O fundamento maior (ver o parágrafo 74 da decisão) para julgar a favor da Itália é a percepção da Corte Europeia de que não pode haver imposição de uma religião qualquer nem proibir que as pessoas sob sua autoridade estejam vedadas de discordar dessa religião, de negar Deus ou de seguir um credo diverso. Em suma, essas decisões judiciais mencionadas mostram que ferirá realmente a laicidade ou a imparcialidade do Estado se um agente público demonstrar a intolerância com a fé divergente ou com a falta de fé alheia.

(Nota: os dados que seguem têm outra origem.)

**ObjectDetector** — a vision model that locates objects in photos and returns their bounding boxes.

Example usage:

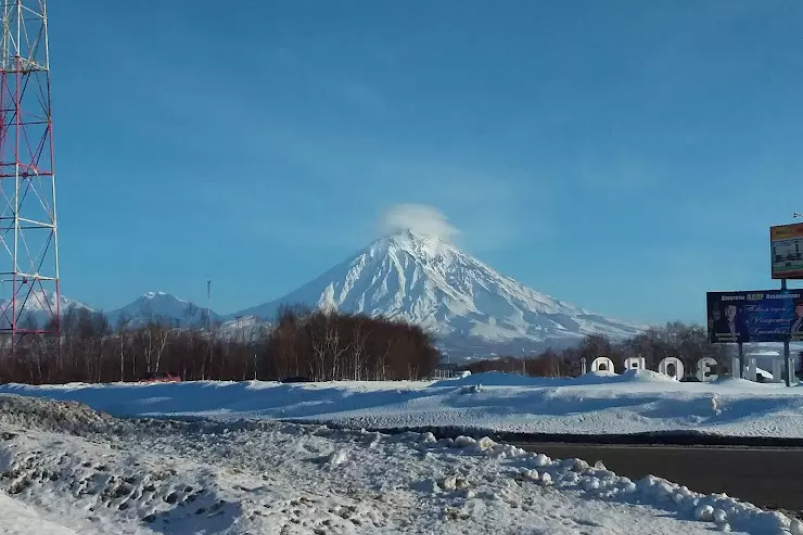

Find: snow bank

[0,398,801,535]
[0,371,803,438]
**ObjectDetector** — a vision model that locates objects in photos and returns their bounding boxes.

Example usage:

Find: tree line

[0,307,440,384]
[462,322,728,377]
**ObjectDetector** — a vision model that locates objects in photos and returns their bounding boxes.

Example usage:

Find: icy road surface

[0,395,803,535]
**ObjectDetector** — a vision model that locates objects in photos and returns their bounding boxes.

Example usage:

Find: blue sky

[49,0,803,321]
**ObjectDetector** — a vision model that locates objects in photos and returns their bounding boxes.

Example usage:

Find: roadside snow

[0,372,803,438]
[0,396,798,535]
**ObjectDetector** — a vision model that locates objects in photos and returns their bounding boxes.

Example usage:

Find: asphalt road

[516,443,803,513]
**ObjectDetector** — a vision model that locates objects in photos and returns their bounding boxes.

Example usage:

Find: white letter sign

[658,357,686,381]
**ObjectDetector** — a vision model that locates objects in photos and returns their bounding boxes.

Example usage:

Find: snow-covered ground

[0,371,803,438]
[0,392,803,535]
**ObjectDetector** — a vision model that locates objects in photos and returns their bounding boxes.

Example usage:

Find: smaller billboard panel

[706,290,803,344]
[770,223,803,279]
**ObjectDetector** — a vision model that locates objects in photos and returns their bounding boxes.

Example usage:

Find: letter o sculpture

[591,357,614,372]
[625,357,647,370]
[658,357,686,381]
[697,357,718,382]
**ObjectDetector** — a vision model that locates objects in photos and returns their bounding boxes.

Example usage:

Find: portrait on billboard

[707,290,803,344]
[713,303,750,344]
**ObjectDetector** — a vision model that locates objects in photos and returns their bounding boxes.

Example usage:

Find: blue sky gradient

[49,0,803,321]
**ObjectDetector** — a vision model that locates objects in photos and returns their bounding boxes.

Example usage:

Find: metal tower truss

[0,0,61,348]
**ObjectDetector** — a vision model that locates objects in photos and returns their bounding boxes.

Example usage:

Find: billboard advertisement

[706,290,803,344]
[770,223,803,279]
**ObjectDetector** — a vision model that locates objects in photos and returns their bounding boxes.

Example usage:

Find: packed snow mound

[0,400,796,535]
[229,230,641,355]
[0,394,116,434]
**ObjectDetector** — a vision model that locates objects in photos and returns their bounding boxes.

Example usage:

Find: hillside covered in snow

[12,230,644,358]
[0,395,792,535]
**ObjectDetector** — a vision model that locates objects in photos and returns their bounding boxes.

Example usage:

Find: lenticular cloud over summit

[380,204,460,241]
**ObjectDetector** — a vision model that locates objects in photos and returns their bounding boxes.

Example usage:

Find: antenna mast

[0,0,61,354]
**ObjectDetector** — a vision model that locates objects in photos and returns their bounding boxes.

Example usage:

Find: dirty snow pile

[7,371,803,438]
[0,395,803,535]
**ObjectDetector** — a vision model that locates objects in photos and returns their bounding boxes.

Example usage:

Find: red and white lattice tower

[0,0,61,351]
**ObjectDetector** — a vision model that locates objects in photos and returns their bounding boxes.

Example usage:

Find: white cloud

[380,204,460,240]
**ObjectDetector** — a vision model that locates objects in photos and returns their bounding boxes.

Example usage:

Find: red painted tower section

[0,0,61,354]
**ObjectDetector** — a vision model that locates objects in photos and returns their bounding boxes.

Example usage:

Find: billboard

[706,290,803,344]
[770,223,803,279]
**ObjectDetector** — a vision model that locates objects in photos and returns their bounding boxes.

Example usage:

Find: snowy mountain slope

[107,292,219,327]
[238,230,640,353]
[0,290,91,328]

Afirmar que uma oração curta – permitida pela maioria do público e sem ameaça a quem não a fizesse – transgride a laicidade do Estado, com o devido respeito, parece caminhar no mesmo sentido de proibir cidades com nomes de santos católicos ou de outras denominações religiosas; parece não tolerar a proteção de Deus dada no preâmbulo da nossa Constituição Federal e a tradição histórico-cultural compartilhada pela maioria da população brasileira.

(*) Luiz Antônio Freitas de Almeida é promotor de Justiça em Mato Grosso do Sul, mestre em direitos fundamentais e doutorando em direito pela Faculdade de Direito da Universidade de Lisboa.